The fourth driver, of course, is Bubba Wallace. In a display of high-risk road rage last weekend at Las Vegas Motor Speedway, the driver of the No. 45 Toyota aimed his car at Kyle Larson’s Chevy. It was an act of frustration after Larson moved him up the track and into the outer wall.

Wallace succeeded in tagging Larson hard. In the process, though, he launched Larson up the track, where the No. 5 Chevy clipped Christopher Bell’s Toyota. It took all three cars out of the race, and it was costly all the way around.

Bell is still alive in the semifinal round of the playoffs. Finishing 34th cost him in a major fashion, and he came to Homestead-Miami this weekend last among the eight semifinalists and 23 points below the cut line.

Larson was already out of the playoffs, but his No. 5 Chevy is still alive for the owners’ championship, the standings for which determine how NASCAR distributes money at the end of the season. He could have been leading the standings after Las Vegas; instead, he began this weekend in fourth place.

Wallace, of course, paid in the form of a suspension. NASCAR officials parked him for one race because of his dangerous action. With Wallace out, 23XI Racing enlisted John Hunter Nemechek to drive the “45” this weekend.

The driver watches the playoff race from the 23XI offices

RELATED: Bubba Wallace Went After Kyle Larson, but It’s Christopher Bell Who Should Be Upset

Being sentenced to a week off from competing because of his action in Las Vegas made Bubba Wallace persona non grata at Homestead-Miami Speedway for the Dixie Vodka 400.

Among other things, the development created the oddity of 23XI Racing fielding both its cars without their regular drivers in the season’s third-to-last Cup Series race. Ty Gibbs has been subbing for Kurt Busch since mid-summer, and Wallace’s absence led 23XI and Toyota to ask John Hunter Nemechek to fill in for Wallace.

For his part, Wallace remained largely quiet during the week.

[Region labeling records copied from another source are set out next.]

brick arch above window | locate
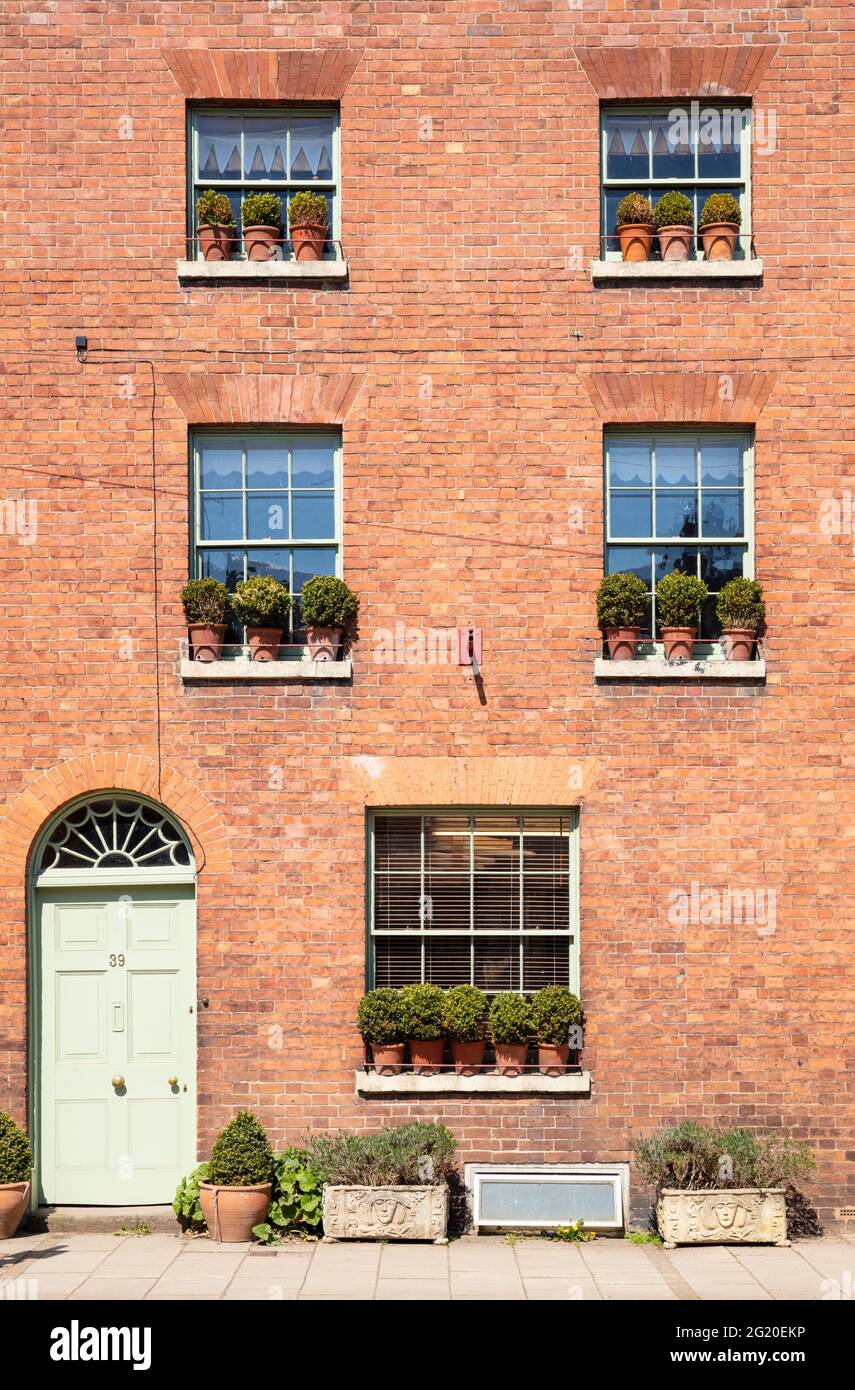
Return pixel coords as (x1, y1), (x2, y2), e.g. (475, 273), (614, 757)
(161, 46), (361, 101)
(574, 42), (779, 101)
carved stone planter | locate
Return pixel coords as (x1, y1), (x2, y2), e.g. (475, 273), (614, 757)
(656, 1187), (790, 1250)
(324, 1184), (448, 1244)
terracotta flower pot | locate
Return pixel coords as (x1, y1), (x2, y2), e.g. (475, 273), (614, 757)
(291, 227), (327, 260)
(452, 1038), (487, 1076)
(662, 627), (698, 662)
(246, 627), (282, 662)
(410, 1038), (445, 1076)
(701, 222), (740, 260)
(606, 627), (641, 662)
(538, 1043), (570, 1076)
(659, 227), (694, 260)
(306, 627), (342, 662)
(189, 623), (225, 662)
(722, 627), (758, 662)
(0, 1183), (29, 1240)
(243, 227), (282, 260)
(617, 222), (653, 260)
(371, 1043), (405, 1076)
(199, 1183), (272, 1244)
(197, 222), (235, 260)
(494, 1043), (528, 1076)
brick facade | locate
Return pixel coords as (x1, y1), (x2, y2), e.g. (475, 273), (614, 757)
(0, 0), (855, 1215)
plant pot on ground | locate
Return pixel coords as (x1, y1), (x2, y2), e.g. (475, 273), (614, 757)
(656, 570), (708, 662)
(698, 193), (742, 260)
(199, 1111), (272, 1244)
(716, 580), (766, 662)
(596, 574), (649, 662)
(181, 580), (228, 662)
(196, 188), (238, 260)
(614, 193), (653, 261)
(356, 990), (406, 1076)
(300, 574), (359, 662)
(400, 984), (445, 1076)
(489, 994), (534, 1076)
(531, 984), (583, 1076)
(288, 193), (329, 260)
(442, 984), (487, 1076)
(653, 190), (695, 261)
(232, 574), (291, 662)
(241, 193), (282, 261)
(0, 1111), (32, 1240)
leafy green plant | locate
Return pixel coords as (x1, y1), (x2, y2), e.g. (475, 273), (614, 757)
(656, 570), (709, 628)
(181, 580), (228, 623)
(489, 994), (534, 1043)
(653, 189), (695, 231)
(442, 984), (487, 1043)
(306, 1122), (456, 1187)
(699, 193), (742, 227)
(232, 574), (291, 628)
(400, 984), (445, 1043)
(241, 193), (282, 227)
(0, 1111), (32, 1183)
(356, 990), (407, 1047)
(596, 574), (648, 627)
(716, 580), (766, 632)
(531, 984), (583, 1047)
(288, 193), (329, 228)
(614, 193), (653, 227)
(209, 1111), (272, 1187)
(300, 574), (359, 628)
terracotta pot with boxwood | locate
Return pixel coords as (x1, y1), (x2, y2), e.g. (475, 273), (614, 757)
(356, 990), (406, 1076)
(653, 190), (695, 260)
(181, 578), (228, 662)
(596, 574), (649, 662)
(716, 580), (766, 662)
(656, 570), (709, 662)
(614, 193), (653, 261)
(199, 1111), (272, 1244)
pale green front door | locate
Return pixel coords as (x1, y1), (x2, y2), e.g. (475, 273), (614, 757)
(38, 884), (196, 1207)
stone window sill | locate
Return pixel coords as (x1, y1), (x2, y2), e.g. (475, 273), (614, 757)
(591, 260), (763, 285)
(356, 1068), (591, 1095)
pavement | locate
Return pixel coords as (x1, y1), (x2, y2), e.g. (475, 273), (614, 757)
(0, 1232), (855, 1302)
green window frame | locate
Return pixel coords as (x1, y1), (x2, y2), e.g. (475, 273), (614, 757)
(188, 106), (342, 260)
(603, 428), (754, 644)
(601, 97), (751, 260)
(367, 808), (580, 994)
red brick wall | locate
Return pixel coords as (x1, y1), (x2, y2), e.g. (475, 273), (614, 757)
(0, 0), (855, 1211)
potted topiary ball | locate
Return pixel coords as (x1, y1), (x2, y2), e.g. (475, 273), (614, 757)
(716, 580), (766, 662)
(699, 193), (742, 260)
(288, 193), (329, 260)
(596, 574), (648, 662)
(199, 1111), (272, 1244)
(196, 188), (236, 260)
(442, 984), (487, 1076)
(300, 574), (359, 662)
(0, 1111), (32, 1240)
(653, 190), (695, 260)
(656, 570), (709, 662)
(357, 990), (406, 1076)
(614, 193), (653, 261)
(232, 574), (291, 662)
(489, 994), (534, 1076)
(241, 193), (282, 260)
(400, 984), (445, 1076)
(181, 580), (228, 662)
(531, 984), (583, 1076)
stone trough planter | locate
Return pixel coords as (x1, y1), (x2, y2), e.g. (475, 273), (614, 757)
(656, 1187), (790, 1250)
(324, 1183), (448, 1244)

He reportedly apologized to Christopher Bell on Sunday as 23XI and Joe Gibbs Racing flew home on a shared charter. Other than a tweet on Monday in which he apologized to a number of people (but not Kyle Larson), Wallace shut down his Twitter presence.

The silence ended minutes before Sunday’s race in South Florida.

Wallace posted a picture from what appears to be an office in the 23XI shop in Mooresville, North Carolina. All teams typically have staff monitoring the race from home, tracking real-time data and occasionally picking up intel about other teams from the pit reporters on the TV broadcast.

We only see the driver’s knee as he’s seated in from of three large-screen monitors.

The caption: “Just @DoorDash‘d some Humble Pie for lunch. Ready to sit back and help @23XIRacing get it done today.”

He concluded the message with a clenched fist emoji.

“Humble Pie” might indeed be a favorite local cuisine, but the intended message was obvious.